Disques • Publié le 19/06/2019 par

Dead Poets SocietyDEAD POETS SOCIETY (1989)
LE CERCLE DES POÈTES DISPARUS
Compositeur :
Maurice Jarre
Durée : 16:25 | 4 pistes
Éditeur : Varèse Sarabande

 

3.5 Stars

 

« C’est dans ses rêves que l’homme trouve la liberté. »

 

En 1959, dans un collège aux principes ultra-conservateurs, sept adolescents voient leur vie transformée par les enseignements anticonformistes de leur professeur de littérature. La fable, lyrique et mélancolique, est un récit dans l’esprit des Disparus de Saint-Agil. Le score, foncièrement atmosphérique, discret, mouvant et émouvant, est un hymne à la poésie et à la créativité – une manière d’élégance morale de l’expression des sentiments. Quelques notes cristallines égrenées sur un bruissement ouaté suffisent à créer une ambiance vaporeuse. Les timbres fruités coulent comme les méandres d’une rivière au bord de laquelle passent des triolets de cordes synthétiques et des gazouillis de trilles. La densité sonore très compacte de la partition, son côté volatil, lui donne un aspect océanique où plonger à corps perdu. Il y a dans ce climat des humeurs, des frémissements, un enthousiasme qui jamais ne s’abandonne à un sentimentalisme facile. C’est une méditation où la musique respire de l’intérieur.

 

Dead Poets Society

 

L’inoubliable scène finale – où les étudiants montent tour à tour debout sur leur table de classe, afin de signifier leur fierté d’être libres et d’honorer le professeur qui vient d’être licencié, sans attenter à leur liberté et sans que le spectateur lui-même ne sente la situation jouée d’avance – accompagnée d’une mélodie poignante (pour harpe celtique, quatre harpes et orchestre) où vibre un son de cornemuses, résonne comme une des plus bouleversantes rencontres avec l’espoir.

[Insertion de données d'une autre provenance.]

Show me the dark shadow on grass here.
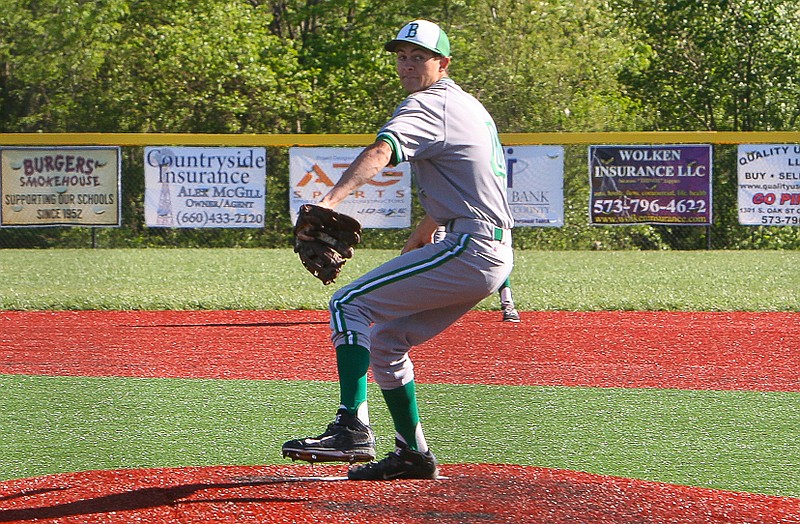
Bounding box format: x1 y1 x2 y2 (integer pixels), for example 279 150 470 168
0 477 316 522
0 487 69 502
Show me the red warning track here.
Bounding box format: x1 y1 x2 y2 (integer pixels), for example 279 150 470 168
0 464 800 524
0 311 800 523
0 311 800 391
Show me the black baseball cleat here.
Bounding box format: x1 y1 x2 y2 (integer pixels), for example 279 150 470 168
347 440 439 480
282 409 375 463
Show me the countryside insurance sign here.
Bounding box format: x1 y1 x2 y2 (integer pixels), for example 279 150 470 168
736 144 800 226
589 145 711 225
144 147 267 228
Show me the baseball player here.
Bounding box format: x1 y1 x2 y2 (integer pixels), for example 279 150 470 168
282 20 514 480
433 226 520 323
498 278 520 322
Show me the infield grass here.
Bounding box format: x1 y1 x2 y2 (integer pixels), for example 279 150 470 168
0 249 800 311
0 249 800 497
0 375 800 497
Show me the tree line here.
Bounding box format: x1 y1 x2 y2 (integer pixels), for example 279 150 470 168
0 0 800 249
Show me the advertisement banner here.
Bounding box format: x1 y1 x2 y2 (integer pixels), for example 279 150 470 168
144 147 267 228
289 147 411 229
589 145 712 225
737 144 800 226
0 147 121 227
504 146 564 227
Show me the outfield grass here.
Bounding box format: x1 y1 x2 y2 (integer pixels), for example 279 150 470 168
0 249 800 311
0 375 800 497
0 249 800 497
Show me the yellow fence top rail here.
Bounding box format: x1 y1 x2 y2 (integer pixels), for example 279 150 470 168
0 131 800 147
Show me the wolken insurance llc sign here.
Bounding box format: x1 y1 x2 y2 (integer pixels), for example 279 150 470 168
589 145 711 225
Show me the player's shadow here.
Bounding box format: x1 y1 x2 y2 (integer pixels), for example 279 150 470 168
123 320 329 329
0 477 305 522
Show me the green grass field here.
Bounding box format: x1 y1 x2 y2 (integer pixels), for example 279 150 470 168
0 249 800 497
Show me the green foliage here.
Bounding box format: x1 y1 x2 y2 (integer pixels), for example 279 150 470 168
0 0 800 250
613 0 800 131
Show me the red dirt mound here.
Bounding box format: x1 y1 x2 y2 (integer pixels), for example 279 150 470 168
0 464 800 524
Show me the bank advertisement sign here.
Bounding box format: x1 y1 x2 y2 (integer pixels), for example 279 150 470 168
736 144 800 226
589 145 712 225
289 147 411 229
144 147 267 228
503 146 564 227
0 147 121 227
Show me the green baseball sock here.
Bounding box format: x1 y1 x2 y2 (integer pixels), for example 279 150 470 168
336 344 369 415
382 380 428 452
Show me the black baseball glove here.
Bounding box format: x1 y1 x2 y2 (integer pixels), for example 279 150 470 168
294 204 361 286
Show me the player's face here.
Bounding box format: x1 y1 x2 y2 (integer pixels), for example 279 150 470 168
395 43 450 93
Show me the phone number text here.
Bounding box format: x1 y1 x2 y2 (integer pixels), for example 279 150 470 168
175 211 264 227
592 198 708 215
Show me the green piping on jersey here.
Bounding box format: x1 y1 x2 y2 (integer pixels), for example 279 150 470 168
378 133 406 166
331 234 472 338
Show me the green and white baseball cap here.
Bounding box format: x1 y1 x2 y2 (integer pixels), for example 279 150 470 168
383 20 450 56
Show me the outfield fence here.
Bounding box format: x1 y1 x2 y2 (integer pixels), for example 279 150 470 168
0 131 800 250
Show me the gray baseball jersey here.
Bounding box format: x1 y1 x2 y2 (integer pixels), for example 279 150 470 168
329 78 513 389
378 77 514 229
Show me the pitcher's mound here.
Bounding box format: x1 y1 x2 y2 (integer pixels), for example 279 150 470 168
0 464 800 524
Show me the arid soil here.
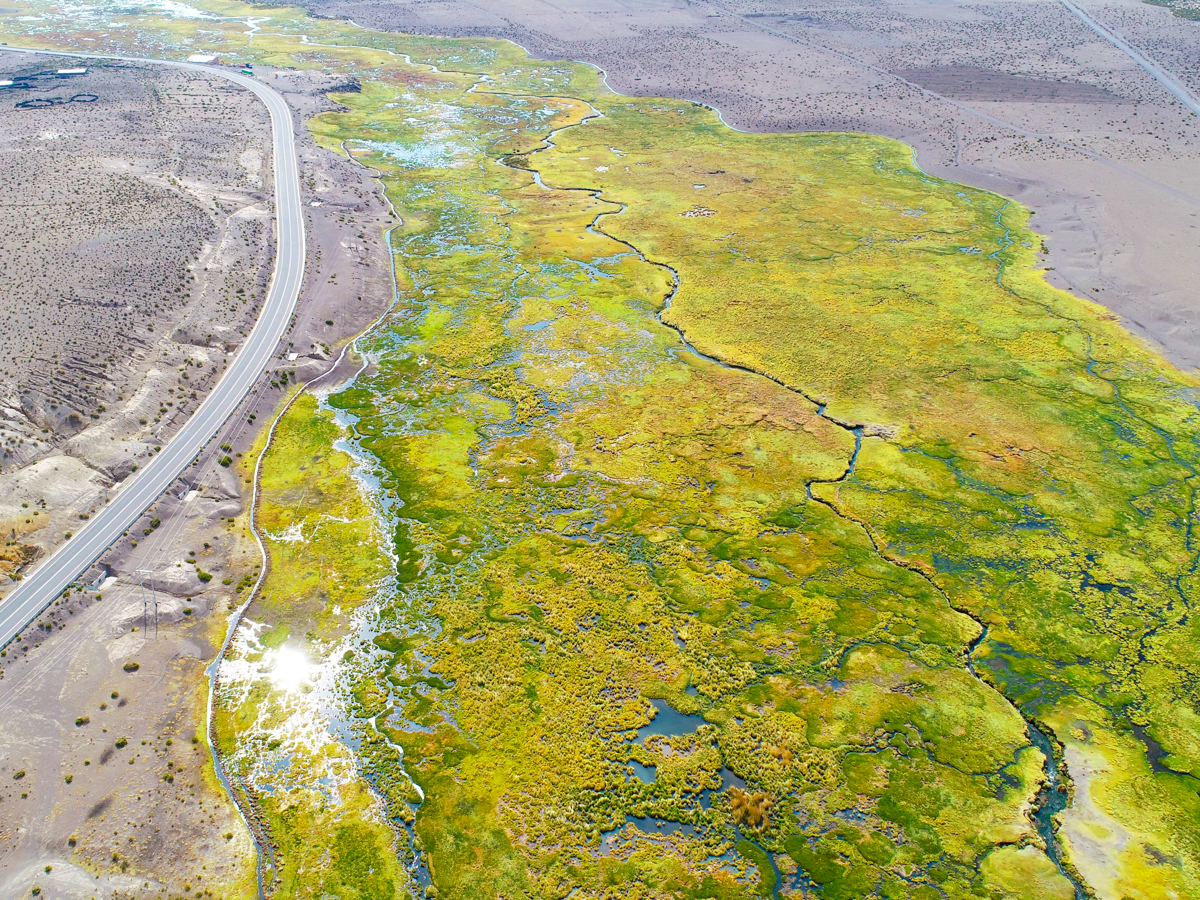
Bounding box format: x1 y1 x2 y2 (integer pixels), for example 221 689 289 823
300 0 1200 368
0 54 272 592
0 65 394 899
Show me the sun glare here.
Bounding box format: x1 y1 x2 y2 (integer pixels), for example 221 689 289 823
271 644 312 694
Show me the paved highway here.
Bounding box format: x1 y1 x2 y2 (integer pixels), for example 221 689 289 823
1058 0 1200 115
0 47 305 647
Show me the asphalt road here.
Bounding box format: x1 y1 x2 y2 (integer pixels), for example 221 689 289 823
0 47 305 647
1058 0 1200 115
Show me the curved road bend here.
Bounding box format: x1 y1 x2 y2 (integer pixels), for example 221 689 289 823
0 47 305 647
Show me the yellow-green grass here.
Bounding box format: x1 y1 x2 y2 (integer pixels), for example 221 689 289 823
0 4 1200 899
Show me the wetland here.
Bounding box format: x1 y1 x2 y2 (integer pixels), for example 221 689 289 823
7 4 1200 900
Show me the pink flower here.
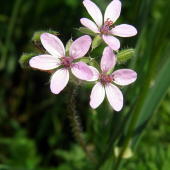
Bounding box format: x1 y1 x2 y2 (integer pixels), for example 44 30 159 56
88 46 137 111
29 33 93 94
80 0 137 50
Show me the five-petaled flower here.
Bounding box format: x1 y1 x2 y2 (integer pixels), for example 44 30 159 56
80 0 137 50
88 46 137 111
29 33 93 94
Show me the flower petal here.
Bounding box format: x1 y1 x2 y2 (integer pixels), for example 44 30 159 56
109 24 137 37
83 0 103 28
90 82 105 109
69 35 92 59
80 18 100 33
88 66 100 81
40 33 65 58
100 46 116 73
102 35 120 51
105 83 123 112
104 0 122 23
112 69 137 86
50 68 69 94
29 54 61 70
71 61 93 80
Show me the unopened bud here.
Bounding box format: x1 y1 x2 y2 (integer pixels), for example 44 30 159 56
19 53 37 67
32 30 58 45
116 48 135 64
79 27 97 36
92 35 103 49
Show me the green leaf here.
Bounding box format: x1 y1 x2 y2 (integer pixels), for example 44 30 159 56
132 49 170 146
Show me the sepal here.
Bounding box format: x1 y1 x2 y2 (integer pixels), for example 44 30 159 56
78 27 98 36
116 48 135 64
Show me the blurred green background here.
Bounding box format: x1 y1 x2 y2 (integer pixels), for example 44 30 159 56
0 0 170 170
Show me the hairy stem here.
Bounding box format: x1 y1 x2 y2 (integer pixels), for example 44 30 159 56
68 84 96 164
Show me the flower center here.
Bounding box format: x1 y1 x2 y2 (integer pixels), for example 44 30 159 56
61 57 74 67
100 18 113 34
100 74 114 84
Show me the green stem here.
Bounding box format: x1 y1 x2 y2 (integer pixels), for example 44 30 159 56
0 0 22 70
68 84 96 164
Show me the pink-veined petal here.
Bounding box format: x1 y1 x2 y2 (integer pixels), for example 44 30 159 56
109 24 137 37
105 83 123 112
88 66 100 81
102 35 120 51
71 61 93 80
80 18 100 33
112 69 137 86
104 0 122 23
29 54 61 70
100 46 116 73
69 35 92 59
83 0 103 27
50 68 69 94
40 33 65 58
90 82 105 109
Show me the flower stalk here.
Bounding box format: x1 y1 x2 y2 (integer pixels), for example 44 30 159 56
68 84 96 164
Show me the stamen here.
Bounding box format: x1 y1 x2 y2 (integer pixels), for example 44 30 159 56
101 74 114 83
105 18 113 27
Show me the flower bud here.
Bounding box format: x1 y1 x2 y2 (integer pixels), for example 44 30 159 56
19 53 37 67
32 30 58 45
116 49 135 64
114 146 133 159
92 35 103 49
79 27 97 36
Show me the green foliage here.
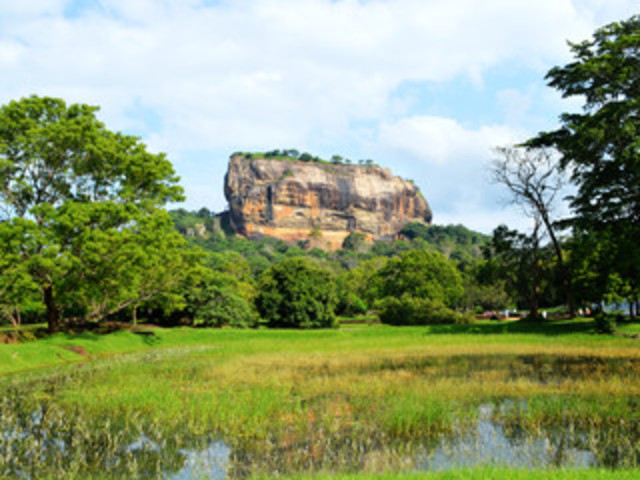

Le problème de Jarre était d’écrire une pièce musicale qui entraîne les personnages et les amène à agir. Le résultat est une sorte de marche à caractère hymnique qui, dans les salles où les exploitants ont la déplorable habitude de diffuser le son trop fort quel que soit le genre de film, devient par le simple effet d’un niveau sonore excessif, un véritable rouleau compresseur. Cet exemple montre combien le rôle de la musique comme force d’entraînement soulève des problèmes nouveaux à l’ère du son Dolby (la musique comme élément et non comme moyen). L’Hymne à la Joie, extrait de la Neuvième Symphonie de Beethoven, est utilisée par le réalisateur dans la scène sportive pour créer une émotion analogue. La bande musicale dans son ensemble est un hymne à la liberté retrouvée dont l’exultation ne peut pas ne pas vous faire frissonner de tout votre être. Carpe diem.